De administratieve lasten voortvloeiend uit wetgeving waarvoor het ministerie van Verkeer en Waterstaat verantwoordelijk is bedroegen € 1045 miljoen op het ijkmoment 31 december 2002. Het is mijn inzet deze lasten ultimo 2006 met € 273 miljoen verminderd te hebben. Dat komt overeen met een reductie van 26% deze kabinetsperiode.

Het ministerie van Verkeer en Waterstaat levert door het uitvoeren van de maatregelen beschreven in het rapport «Minder lastig voor bedrijven» een substantiële bijdrage aan de rijksbrede reductie van administratieve lasten. In de twee jaren voorafgaand aan het ijkpunt zijn ook al omvangrijke reducties gerealiseerd. In de jaren 2001 en 2002 gezamenlijk heeft V&W een afname van € 120 miljoen bereikt. De reductie in 2002 (€ 90 miljoen) was in dat jaar van alle ministeries veruit de grootste afname van administratieve lasten. De reductie in het jaar 2003 bedroeg circa € 11 miljoen, hetgeen neerkomt op ongeveer 1% van het totaal aan administratieve lasten voor het bedrijfsleven op het eerder genoemde ijkmoment.

Eind 2002 is door mijn voorganger een commissie ingesteld onder voorzitterschap van W. Sorgdrager, om verdere reductiemogelijkheden in beeld te brengen. Dit heeft geleid tot een in juni 2003 aan mij uitgebrachte rapportage2 met een groot aantal opties voor reductie. Hiermee kwam een reductie in zicht van 7% in de nieuwe kabinetsperiode, tot 12% oplopend in latere jaren. Met het oog op de doelstelling in het Hoofdlijnenakkoord is vervolgens gezocht naar nog verdergaande reductiemogelijkheden.

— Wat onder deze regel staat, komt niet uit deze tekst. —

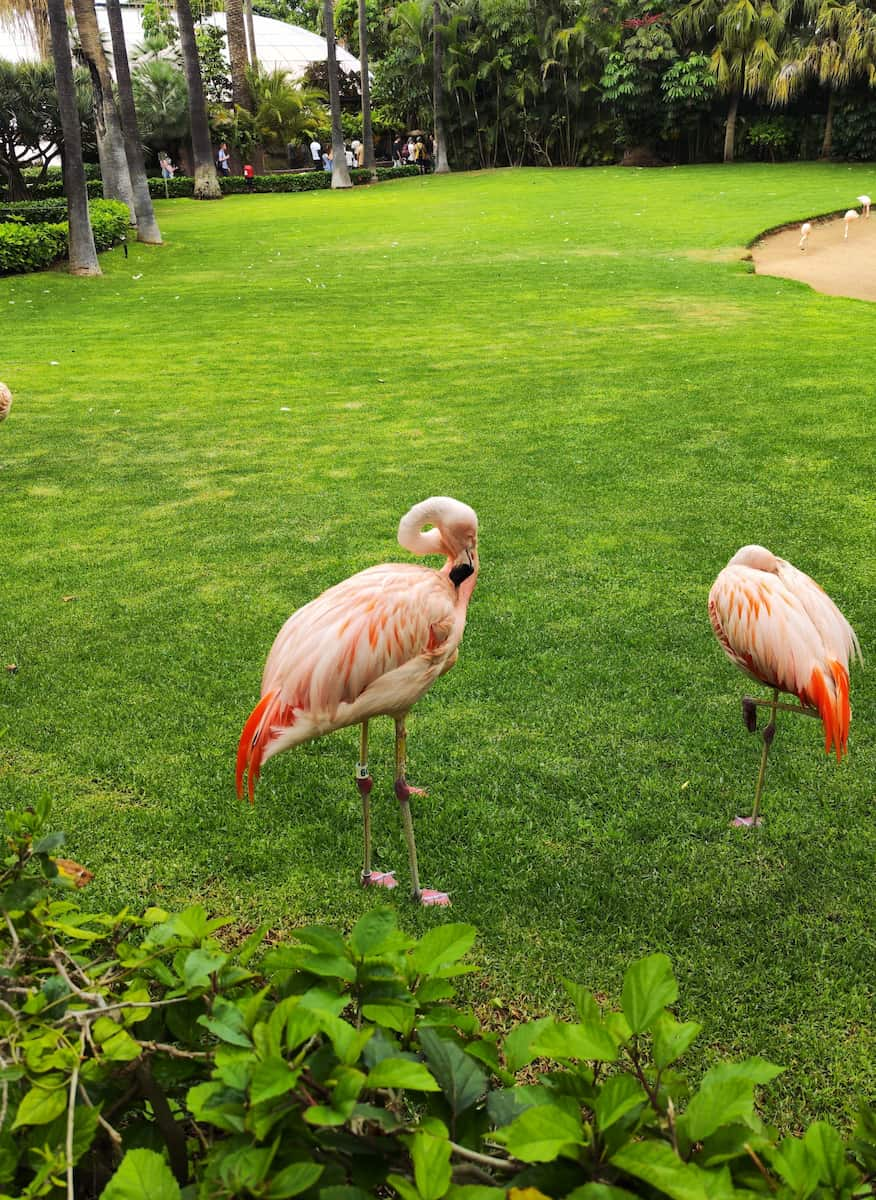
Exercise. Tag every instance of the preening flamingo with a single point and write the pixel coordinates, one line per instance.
(371, 646)
(780, 628)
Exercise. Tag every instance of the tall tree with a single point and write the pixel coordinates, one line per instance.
(114, 169)
(441, 150)
(83, 256)
(367, 132)
(239, 58)
(147, 226)
(340, 174)
(205, 183)
(745, 54)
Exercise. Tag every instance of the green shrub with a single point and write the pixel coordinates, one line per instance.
(153, 1050)
(33, 247)
(35, 211)
(303, 181)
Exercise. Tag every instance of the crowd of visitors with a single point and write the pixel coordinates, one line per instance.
(417, 149)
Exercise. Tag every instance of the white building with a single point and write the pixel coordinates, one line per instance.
(277, 45)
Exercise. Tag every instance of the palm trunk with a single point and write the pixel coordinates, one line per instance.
(365, 87)
(340, 174)
(113, 157)
(147, 226)
(205, 183)
(827, 145)
(250, 33)
(730, 133)
(239, 59)
(83, 256)
(442, 167)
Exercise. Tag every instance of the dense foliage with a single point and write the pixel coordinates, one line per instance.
(31, 238)
(141, 1056)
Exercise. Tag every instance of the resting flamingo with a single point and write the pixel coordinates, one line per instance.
(367, 647)
(783, 630)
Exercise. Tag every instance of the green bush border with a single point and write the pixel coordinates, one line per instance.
(35, 246)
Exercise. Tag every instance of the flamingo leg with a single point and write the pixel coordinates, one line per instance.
(423, 895)
(754, 821)
(365, 783)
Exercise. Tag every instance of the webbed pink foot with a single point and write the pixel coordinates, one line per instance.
(379, 880)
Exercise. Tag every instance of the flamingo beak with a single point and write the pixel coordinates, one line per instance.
(461, 571)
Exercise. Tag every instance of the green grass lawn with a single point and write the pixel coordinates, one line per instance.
(216, 431)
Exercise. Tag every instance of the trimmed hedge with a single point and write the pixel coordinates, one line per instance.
(34, 211)
(35, 246)
(305, 181)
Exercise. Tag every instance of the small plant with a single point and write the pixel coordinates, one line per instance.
(147, 1059)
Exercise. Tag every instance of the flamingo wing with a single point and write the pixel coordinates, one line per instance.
(784, 630)
(333, 649)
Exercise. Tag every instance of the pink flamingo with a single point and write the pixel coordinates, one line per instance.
(784, 631)
(369, 647)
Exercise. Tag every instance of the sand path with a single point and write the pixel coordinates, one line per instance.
(828, 263)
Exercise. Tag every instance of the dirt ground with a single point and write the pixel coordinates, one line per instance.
(828, 263)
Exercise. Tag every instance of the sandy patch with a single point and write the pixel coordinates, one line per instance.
(828, 263)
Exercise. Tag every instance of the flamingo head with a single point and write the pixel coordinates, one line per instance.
(757, 557)
(454, 534)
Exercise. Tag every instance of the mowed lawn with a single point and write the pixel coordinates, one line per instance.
(215, 431)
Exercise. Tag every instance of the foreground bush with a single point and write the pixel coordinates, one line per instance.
(35, 246)
(145, 1059)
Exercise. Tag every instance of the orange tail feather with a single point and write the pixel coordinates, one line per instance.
(832, 705)
(251, 747)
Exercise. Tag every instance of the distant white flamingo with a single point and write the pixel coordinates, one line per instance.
(784, 631)
(367, 647)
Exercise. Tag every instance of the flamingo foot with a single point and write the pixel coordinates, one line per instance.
(379, 880)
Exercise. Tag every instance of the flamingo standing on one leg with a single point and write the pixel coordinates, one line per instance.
(367, 647)
(780, 628)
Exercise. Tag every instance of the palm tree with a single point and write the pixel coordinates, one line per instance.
(744, 58)
(367, 132)
(147, 226)
(83, 256)
(239, 59)
(441, 150)
(340, 174)
(205, 183)
(114, 169)
(834, 48)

Deze verder gaande maatregelenpakketten zijn in december 2003 besproken met een gemengde commissie overheid – bedrijfsleven, onder voorzitterschap van de portefeuillehouder reductie administratieve lasten uit de Bestuursraad van het ministerie, directeur-generaal Goederenvervoer, tevens waarnemend directeur-generaal Luchtvaart, J. Tammenoms Bakker. De leden die eerder deel uitmaakten van de Commissie Sorgdrager zijn bereid gevonden deel uit te maken van deze gemengde commissie (zie bijlage) 1).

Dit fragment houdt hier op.